Quiz 5

BEFORE YOU START THIS QUIZ:

  1. Click on “Copy to Drive” to make a copy of the quiz,

  2. Click on “Share”,

  3. Click on “Change” and select “Anyone with this link can edit”

  4. Click “Copy link” and

  5. Paste the link into this Canvas assignment.

This quiz is open notes, open internet.

  • You can ask for help from the instructor, but not from anyone else.

  • You can use code you find on the internet, but if you use more than a couple of lines from a single source, you should attribute the source.

Install and Start Redis

For this quiz, we will run Redis on Colab. The following cells install and start the server, install the client, and instantiate a Redis object.

import sys

IN_COLAB = 'google.colab' in sys.modules

if IN_COLAB:
    !pip install redis-server
    !/usr/local/lib/python*/dist-packages/redis_server/bin/redis-server --daemonize yes
else:
    !redis-server --daemonize yes
try:
    import redis
except ImportError:
    !pip install redis
import redis

r = redis.Redis()

Linda the Banker

In a famous experiment, Tversky and Kahneman posed the following question:

Linda is 31 years old, single, outspoken, and very bright. She majored in philosophy. As a student, she was deeply concerned with issues of discrimination and social justice, and also participated in anti-nuclear demonstrations. Which is more probable?

  1. Linda is a bank teller.

  2. Linda is a bank teller and is active in the feminist movement.

Many people choose the second answer, presumably because it seems more consistent with the description. It seems uncharacteristic if Linda is just a bank teller; it seems more consistent if she is also a feminist.

But the second answer cannot be “more probable”, as the question asks. To see why, let’s explore some data. The following cell downloads data from the General Social Survey.
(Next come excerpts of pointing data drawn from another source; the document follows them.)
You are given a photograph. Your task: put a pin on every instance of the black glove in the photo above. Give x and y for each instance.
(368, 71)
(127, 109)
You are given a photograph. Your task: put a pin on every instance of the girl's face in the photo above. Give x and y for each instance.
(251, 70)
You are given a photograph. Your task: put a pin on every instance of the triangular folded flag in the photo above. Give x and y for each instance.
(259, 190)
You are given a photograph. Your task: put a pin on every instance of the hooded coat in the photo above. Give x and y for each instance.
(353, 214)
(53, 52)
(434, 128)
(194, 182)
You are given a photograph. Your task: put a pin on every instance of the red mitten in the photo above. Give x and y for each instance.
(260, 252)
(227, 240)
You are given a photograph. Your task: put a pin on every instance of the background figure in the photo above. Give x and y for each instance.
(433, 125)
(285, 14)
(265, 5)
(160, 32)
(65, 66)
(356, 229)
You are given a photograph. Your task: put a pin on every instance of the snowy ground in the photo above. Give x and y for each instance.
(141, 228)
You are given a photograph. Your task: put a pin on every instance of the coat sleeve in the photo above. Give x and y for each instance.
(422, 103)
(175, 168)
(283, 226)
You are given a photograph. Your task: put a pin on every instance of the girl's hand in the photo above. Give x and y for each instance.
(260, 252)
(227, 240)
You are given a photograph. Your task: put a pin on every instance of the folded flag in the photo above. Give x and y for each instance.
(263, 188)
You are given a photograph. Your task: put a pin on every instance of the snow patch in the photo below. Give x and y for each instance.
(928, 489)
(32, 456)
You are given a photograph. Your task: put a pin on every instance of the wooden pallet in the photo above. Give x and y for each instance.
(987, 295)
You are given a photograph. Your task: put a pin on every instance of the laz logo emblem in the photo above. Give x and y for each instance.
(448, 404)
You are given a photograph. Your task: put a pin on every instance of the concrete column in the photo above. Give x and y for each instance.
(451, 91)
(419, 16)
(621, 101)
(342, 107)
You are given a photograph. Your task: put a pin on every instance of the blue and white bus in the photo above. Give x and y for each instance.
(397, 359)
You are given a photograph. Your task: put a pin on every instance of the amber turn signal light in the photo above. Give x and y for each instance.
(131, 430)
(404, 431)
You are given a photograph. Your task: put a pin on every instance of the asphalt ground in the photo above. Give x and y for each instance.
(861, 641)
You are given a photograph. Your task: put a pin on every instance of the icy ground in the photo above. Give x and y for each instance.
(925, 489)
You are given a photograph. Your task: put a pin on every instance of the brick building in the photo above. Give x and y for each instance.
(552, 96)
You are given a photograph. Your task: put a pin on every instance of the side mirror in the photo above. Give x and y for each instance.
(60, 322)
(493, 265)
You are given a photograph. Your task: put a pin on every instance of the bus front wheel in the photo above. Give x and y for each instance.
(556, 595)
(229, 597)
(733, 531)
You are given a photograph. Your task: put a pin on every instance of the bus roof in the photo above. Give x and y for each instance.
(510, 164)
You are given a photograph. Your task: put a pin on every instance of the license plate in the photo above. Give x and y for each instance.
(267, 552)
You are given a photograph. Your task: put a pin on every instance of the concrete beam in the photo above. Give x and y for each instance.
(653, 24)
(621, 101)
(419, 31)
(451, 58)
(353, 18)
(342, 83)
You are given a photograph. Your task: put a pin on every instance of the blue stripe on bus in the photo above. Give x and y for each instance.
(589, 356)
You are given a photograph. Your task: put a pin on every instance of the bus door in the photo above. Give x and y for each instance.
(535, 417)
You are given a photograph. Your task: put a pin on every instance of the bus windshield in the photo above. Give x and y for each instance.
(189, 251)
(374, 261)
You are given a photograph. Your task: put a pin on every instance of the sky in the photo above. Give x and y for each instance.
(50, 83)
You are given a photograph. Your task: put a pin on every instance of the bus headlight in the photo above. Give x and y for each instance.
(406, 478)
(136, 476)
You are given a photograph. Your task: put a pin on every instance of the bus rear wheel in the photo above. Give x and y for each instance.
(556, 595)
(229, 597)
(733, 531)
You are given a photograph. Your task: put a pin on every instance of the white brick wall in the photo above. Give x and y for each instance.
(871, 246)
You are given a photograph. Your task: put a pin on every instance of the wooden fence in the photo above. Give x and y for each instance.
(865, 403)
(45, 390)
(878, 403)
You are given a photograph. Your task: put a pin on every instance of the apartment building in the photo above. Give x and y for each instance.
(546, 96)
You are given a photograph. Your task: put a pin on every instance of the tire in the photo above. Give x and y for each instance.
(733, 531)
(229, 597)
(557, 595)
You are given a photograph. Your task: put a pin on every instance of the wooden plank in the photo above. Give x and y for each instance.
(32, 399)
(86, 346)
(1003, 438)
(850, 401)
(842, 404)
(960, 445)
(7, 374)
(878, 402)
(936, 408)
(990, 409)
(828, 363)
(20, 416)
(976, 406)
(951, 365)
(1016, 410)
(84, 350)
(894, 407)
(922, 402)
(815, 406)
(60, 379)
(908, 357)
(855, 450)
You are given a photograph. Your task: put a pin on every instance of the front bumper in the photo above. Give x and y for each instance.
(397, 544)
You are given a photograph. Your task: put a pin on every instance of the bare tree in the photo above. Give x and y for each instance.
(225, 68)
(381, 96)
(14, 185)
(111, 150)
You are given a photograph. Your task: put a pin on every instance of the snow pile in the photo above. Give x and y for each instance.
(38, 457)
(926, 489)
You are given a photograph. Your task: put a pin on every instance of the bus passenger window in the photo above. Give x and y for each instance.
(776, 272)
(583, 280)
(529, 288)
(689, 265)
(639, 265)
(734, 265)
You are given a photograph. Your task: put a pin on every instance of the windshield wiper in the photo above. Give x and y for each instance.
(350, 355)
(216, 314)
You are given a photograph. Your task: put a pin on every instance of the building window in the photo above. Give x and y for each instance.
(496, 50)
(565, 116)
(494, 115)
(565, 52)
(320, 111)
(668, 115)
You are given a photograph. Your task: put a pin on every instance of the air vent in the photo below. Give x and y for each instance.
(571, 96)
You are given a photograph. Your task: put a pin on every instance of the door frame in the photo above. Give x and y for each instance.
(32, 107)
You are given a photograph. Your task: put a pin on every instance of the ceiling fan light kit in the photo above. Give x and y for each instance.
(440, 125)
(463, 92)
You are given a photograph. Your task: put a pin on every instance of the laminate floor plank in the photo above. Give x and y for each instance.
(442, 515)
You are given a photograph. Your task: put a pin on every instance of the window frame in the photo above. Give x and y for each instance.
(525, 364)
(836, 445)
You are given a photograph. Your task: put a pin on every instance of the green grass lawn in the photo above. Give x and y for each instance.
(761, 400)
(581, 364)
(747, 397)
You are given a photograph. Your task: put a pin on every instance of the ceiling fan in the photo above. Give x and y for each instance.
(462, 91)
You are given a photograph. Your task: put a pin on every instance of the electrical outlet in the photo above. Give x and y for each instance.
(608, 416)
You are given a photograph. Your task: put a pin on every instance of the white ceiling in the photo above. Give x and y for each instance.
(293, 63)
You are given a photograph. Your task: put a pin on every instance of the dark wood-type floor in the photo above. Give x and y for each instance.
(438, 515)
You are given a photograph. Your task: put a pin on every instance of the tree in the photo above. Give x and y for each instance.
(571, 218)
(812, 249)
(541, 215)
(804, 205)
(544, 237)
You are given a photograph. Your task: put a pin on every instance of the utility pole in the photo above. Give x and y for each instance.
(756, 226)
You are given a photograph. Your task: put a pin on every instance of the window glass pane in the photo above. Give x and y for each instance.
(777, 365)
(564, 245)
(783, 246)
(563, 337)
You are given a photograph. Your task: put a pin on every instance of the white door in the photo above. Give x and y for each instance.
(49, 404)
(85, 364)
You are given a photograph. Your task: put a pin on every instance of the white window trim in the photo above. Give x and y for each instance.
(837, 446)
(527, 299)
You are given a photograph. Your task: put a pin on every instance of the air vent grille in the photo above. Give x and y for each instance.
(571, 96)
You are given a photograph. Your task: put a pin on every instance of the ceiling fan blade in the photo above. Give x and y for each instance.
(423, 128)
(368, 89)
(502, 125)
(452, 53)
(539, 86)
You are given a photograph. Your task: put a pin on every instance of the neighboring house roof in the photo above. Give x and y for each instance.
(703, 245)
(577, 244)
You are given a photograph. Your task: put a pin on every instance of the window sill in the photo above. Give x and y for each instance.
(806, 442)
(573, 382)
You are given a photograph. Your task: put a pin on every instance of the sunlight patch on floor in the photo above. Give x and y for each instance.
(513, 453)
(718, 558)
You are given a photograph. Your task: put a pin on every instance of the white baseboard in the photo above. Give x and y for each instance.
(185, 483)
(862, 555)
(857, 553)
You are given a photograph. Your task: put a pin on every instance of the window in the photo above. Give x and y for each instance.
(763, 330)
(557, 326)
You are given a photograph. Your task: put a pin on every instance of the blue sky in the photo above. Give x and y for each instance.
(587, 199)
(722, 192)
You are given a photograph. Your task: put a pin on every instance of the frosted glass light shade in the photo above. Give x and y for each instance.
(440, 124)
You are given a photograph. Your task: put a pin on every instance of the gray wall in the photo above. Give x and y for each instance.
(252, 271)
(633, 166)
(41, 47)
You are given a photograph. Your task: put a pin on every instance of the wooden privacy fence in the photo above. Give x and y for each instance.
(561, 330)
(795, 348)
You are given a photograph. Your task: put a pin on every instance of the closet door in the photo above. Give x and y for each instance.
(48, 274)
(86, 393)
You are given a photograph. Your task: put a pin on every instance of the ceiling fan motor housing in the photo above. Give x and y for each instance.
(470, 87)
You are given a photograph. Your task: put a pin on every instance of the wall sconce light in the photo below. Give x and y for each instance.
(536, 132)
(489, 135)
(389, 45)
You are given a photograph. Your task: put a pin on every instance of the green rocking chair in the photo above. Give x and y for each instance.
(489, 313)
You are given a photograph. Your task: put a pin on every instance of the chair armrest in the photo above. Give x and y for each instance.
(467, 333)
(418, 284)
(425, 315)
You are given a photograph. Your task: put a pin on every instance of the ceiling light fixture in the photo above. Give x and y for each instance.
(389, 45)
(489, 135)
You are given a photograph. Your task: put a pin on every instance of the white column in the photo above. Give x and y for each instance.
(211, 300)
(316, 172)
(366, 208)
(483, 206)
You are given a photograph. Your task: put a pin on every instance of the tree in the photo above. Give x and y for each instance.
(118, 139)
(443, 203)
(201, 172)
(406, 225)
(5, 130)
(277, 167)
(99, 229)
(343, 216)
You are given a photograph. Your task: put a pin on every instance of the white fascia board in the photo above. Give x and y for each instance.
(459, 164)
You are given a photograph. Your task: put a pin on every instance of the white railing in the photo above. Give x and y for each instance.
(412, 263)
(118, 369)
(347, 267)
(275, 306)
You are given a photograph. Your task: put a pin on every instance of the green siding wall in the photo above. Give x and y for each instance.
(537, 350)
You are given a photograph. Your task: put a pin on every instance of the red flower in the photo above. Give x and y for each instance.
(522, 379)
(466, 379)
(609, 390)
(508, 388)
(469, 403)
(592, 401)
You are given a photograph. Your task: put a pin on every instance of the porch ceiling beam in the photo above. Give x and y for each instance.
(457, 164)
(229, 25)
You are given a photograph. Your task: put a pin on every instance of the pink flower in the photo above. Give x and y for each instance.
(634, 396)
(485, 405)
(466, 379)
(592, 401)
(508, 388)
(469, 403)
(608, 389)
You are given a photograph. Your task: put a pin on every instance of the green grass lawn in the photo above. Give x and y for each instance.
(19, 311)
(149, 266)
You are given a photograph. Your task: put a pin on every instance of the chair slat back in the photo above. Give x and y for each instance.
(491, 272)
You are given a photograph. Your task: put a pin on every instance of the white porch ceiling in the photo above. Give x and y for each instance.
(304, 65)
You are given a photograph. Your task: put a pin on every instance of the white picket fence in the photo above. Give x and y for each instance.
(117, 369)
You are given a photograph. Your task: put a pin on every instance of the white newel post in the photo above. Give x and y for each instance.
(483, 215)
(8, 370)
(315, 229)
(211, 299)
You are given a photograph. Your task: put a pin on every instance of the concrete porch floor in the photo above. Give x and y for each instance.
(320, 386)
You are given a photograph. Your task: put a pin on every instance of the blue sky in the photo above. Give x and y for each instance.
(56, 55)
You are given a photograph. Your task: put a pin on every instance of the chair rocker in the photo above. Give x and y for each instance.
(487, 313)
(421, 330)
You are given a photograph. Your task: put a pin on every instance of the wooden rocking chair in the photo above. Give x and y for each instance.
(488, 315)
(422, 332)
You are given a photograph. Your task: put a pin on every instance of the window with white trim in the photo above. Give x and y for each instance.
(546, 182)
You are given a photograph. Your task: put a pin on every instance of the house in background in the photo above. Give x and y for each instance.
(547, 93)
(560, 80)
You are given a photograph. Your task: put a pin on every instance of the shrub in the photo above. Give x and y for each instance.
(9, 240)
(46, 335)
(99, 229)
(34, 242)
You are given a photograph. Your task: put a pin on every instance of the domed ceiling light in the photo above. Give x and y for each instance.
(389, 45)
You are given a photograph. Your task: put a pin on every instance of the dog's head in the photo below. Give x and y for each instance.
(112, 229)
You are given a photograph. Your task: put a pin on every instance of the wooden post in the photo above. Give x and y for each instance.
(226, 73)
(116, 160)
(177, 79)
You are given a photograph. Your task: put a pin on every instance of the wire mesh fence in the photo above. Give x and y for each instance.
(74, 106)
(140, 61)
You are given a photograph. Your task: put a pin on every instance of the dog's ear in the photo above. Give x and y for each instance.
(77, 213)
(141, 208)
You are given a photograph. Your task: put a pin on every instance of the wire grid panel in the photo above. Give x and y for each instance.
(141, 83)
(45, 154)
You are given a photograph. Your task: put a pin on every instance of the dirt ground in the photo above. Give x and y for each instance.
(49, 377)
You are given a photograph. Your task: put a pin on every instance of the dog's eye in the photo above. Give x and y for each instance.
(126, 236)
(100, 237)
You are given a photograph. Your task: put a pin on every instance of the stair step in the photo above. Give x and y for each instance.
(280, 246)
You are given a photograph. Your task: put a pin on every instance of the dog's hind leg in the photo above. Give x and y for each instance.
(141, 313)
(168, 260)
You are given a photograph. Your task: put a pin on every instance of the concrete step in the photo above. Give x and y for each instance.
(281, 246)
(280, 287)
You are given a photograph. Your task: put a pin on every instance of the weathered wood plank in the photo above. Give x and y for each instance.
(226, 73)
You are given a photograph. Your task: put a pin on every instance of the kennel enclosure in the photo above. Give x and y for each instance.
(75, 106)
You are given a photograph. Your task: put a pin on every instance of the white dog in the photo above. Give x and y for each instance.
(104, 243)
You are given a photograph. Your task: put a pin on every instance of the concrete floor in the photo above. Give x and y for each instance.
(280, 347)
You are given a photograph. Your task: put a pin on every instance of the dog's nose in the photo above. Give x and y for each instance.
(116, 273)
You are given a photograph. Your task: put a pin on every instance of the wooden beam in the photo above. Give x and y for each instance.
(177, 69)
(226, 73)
from os.path import basename, exists

def download(url):
    filename = basename(url)
    if not exists(filename):
        from urllib.request import urlretrieve
        local, _ = urlretrieve(url, filename)
        print('Downloaded ' + local)
    
download('https://github.com/AllenDowney/BiteSizeBayes/raw/master/gss_bayes.csv')

The following cell loads the data into a Pandas DataFrame. If you are not familiar with Pandas, I will explain what you need to know.

import pandas as pd

gss = pd.read_csv('gss_bayes.csv', index_col=0)
gss.index = pd.Index(range(len(gss)), name='caseid')
gss.head()

The DataFrame has one row for each person surveyed, called a “respondent”, and one column for each variable I selected. The columns are:

  • caseid: Identification number for the respondent.

  • year: Year when the respondent was surveyed.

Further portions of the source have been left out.